Asian Music Humanities

MPP UN1551 World Music Ensemble. 1 point.

Prerequisites: Auditions are required. Sign up for an audition on MPP website: www.mpp.music.columbia.edu

Prerequisites: Audition Required: Sign up for an audition time on MPP website: www.mpp.music.columbia.edu Accepting NEW STUDENTS in FALL semester ONLY. All accepted MPP students must register for lessons and ensembles by the change-of-program deadline in order to be allowed to attend lessons that semester. Petitioning students must notify MPP staff prior to this deadline. Contact Music Performance Program at mpp@columbia.edu 

MUSI UN2030 Jewish Music of New York. 3 points.

Prerequisites: Music Humanities (Columbia University) or An Introduction to Music (Barnard).

With the arrival of the first Jewish immigrants in New York in the mid-1600s until today, Jewish music in the City has oscillated between preserving traditions and introducing innovative ideas. This course explores the variety of ways people have used music to describe, inscribe, symbolize, and editorialize their Jewish experience. Along these lines, it draws upon genres of art music, popular music, and non-Western traditions, as well as practices that synthesize various styles and genres, from hazzanut to hiphop. Diverse musical experiences will serve as a window to address wider questions of identity, memory, and dislocation. We will also experience the Jewish soundscape of New York’s dynamic and eclectic music culture by visiting various venues and meeting key players in today’s music scene, and thus engage in the ongoing dialogues that define Jewishness in New York. A basic familiarity with Judaism and Jewish culture is helpful for this course, but it is by no means required. You do not need to know Jewish history to take this class, nor do you need to be able to read music. Translations from Hebrew and Yiddish will be provided, and musical analysis will be well explained.

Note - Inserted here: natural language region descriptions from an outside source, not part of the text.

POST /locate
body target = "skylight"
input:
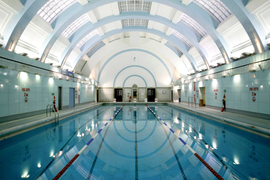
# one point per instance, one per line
(75, 25)
(171, 44)
(181, 37)
(216, 8)
(194, 25)
(53, 8)
(86, 38)
(134, 5)
(134, 22)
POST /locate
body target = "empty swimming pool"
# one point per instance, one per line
(135, 142)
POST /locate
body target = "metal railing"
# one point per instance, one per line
(50, 109)
(191, 102)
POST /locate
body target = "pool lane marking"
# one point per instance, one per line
(175, 154)
(194, 152)
(95, 160)
(136, 150)
(84, 147)
(67, 143)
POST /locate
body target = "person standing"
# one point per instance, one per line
(224, 103)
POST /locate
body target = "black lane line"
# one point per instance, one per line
(94, 162)
(67, 143)
(136, 149)
(178, 162)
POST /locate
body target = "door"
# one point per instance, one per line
(151, 95)
(134, 93)
(179, 94)
(97, 96)
(118, 95)
(202, 96)
(71, 97)
(59, 98)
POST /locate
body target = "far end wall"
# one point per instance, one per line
(163, 94)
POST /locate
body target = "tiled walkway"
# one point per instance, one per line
(257, 124)
(22, 124)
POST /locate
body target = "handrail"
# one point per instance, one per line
(50, 108)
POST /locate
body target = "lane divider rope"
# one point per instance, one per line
(195, 154)
(84, 147)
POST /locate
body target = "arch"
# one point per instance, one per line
(91, 43)
(250, 24)
(22, 19)
(19, 23)
(140, 50)
(134, 75)
(131, 67)
(180, 27)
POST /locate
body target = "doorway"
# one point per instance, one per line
(97, 96)
(151, 95)
(118, 95)
(71, 97)
(59, 98)
(179, 94)
(134, 91)
(202, 96)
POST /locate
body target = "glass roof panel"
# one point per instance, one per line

AHMM UN3320 MUSIC IN EAST ASIA. 3.00 points.

A topical approach to the concepts and practices of music in relation to other arts in the development of Asian civilizations

AHMM UN3321 Introduction To the Musics of India and West Asia. 3 points.

CC/GS/SEAS: Partial Fulfillment of Global Core Requirement

A topical approach to the concepts and practices of music in relation to other arts in the development of Asian civilizations.

MUSI GU4425 Sounding Islam. 3 points.

The objective of this course is to explore the relationship between sound, music and Islam and, in doing so, to focus on a philosophy of listening (sama‘) which is deeply embedded in the experiential. The course aims to analyze how sound and music directly or indirectly associated with Islam are produced, circulated, and listened to by a wide variety of audiences in local and transnational settings; to explore the ways in which multiple sonic dimensions of Islam have affected the public sphere in different historical moments and contexts (particular in relation to ideas about nationalism, secularism and modernity); and to examine the effect of these sonic dimensions on Muslim and non-Muslim listeners in a local and a transnational perspective.